The Economic and Monetary Affairs Committee of the European Parliament voted to put stringent regulations on banks wishing to store cryptocurrency.
Before the European Commission proposes more comprehensive regulations, the measures, a leaked version of which was reported by CoinDesk on Monday, are an attempt to anticipate international norms that would limit the amount of unbacked assets, such as bitcoin (BTC) and ether (ETH), lenders can hold.
In the meanwhile, according to Markus Ferber, the economic spokesman for the largest political group in the Parliament, “banks will be compelled to keep a euro of own capital for every euro they hold in crypto.” Such onerous capital requirements will aid in preventing the banking system’s instability from spreading to the crypto realm.
We have observed that crypto assets are high-risk investments during the last several years, he said.

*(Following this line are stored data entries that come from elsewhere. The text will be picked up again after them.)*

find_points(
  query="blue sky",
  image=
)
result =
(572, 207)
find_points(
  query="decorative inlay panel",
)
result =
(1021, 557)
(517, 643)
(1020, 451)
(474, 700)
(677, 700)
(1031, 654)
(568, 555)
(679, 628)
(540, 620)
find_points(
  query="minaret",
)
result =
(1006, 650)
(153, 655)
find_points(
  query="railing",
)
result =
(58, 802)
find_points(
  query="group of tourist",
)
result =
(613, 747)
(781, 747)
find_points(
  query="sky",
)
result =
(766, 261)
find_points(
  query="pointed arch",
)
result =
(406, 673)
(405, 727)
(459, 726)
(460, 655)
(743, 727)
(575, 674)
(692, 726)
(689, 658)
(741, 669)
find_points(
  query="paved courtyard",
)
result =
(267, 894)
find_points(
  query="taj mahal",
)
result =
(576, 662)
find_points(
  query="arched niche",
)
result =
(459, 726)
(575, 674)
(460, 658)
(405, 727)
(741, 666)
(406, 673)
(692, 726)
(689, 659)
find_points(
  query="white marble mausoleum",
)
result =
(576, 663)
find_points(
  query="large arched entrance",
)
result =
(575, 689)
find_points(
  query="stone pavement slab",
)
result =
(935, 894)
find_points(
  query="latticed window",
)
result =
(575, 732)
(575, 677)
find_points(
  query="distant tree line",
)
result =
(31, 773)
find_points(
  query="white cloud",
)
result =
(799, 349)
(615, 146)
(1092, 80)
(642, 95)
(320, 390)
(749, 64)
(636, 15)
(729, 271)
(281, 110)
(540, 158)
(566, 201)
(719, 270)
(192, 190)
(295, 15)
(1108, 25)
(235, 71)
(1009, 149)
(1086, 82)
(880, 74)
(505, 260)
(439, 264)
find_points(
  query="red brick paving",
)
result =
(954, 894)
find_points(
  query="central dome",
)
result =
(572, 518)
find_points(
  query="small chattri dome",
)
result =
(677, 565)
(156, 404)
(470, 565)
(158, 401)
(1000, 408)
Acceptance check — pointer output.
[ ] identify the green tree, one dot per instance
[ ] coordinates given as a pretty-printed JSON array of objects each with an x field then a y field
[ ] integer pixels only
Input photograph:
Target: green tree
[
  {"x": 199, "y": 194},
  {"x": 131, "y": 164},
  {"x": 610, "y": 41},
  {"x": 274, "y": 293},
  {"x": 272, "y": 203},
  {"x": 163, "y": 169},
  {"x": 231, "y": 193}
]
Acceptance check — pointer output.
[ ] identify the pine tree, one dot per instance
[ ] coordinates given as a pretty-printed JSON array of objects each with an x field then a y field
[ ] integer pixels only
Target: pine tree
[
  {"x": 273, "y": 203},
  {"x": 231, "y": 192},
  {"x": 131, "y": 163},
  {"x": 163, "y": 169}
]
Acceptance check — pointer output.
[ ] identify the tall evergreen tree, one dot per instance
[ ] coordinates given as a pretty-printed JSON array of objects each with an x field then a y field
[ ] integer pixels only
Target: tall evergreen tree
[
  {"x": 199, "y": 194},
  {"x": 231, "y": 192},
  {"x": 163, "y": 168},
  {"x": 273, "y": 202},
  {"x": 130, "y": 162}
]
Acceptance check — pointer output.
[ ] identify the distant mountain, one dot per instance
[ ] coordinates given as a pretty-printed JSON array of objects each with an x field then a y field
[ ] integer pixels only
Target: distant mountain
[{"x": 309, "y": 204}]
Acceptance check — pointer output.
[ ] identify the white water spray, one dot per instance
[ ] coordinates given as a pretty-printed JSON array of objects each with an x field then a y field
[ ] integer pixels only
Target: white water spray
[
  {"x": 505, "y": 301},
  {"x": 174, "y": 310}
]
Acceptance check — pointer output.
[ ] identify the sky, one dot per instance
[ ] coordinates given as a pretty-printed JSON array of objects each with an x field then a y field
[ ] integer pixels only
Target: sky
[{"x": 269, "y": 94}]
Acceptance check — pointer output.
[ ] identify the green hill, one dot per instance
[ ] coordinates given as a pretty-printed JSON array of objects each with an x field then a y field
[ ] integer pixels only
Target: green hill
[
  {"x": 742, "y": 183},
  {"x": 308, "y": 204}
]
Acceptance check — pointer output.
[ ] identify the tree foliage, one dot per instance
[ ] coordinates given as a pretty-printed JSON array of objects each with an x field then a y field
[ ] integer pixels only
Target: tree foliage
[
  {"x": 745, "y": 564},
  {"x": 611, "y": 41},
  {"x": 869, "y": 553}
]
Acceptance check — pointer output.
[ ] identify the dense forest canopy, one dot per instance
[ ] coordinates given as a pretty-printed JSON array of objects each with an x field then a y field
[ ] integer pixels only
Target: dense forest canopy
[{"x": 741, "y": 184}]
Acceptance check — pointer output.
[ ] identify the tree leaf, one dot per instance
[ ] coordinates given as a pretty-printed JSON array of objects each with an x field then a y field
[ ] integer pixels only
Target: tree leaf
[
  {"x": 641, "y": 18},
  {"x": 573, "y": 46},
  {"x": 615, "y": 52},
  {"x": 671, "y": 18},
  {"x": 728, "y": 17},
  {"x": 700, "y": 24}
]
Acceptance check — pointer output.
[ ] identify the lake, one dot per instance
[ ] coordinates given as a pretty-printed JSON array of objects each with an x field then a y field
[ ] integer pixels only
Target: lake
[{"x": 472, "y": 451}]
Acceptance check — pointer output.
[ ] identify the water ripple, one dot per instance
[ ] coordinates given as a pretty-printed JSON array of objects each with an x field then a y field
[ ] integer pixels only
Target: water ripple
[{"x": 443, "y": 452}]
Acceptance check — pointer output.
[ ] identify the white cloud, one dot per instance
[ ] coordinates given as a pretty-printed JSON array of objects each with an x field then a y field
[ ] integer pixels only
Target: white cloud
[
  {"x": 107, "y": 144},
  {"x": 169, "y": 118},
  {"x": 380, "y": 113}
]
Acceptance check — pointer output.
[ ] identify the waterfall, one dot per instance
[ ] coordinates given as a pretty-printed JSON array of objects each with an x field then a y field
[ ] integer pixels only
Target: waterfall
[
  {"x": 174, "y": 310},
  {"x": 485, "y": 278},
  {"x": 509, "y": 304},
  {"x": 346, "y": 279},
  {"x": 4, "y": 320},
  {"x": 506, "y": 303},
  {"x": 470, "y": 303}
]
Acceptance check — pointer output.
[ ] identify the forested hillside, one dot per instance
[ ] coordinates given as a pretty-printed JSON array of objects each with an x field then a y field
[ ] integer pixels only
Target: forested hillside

The breadth of the amendment may be too broad, according to the lobbying organisation for traditional finance companies, the Association for Financial Markets in Europe.
The organisation argued in an email statement that the issues should be addressed later in the legislative process because “there is no definition of crypto assets in the [legislation] and the requirement may apply to tokenized securities, as well as the non-traditional crypto assets the interim treatment is targeted at.”
The proposal from the Basel Committee on Banking Supervision, which has proposed that holdings of unbacked cryptocurrency should be given the highest possible risk weighting and be limited as a proportion of a bank’s total issuance of core financial instruments, is mirrored by the action taken by the Parliament’s committee.
The changes still need to be approved by the European Parliament and agreed with national finance ministers who convene in the Council of the European Union as part of a more comprehensive package of bank capital reforms before they can become law.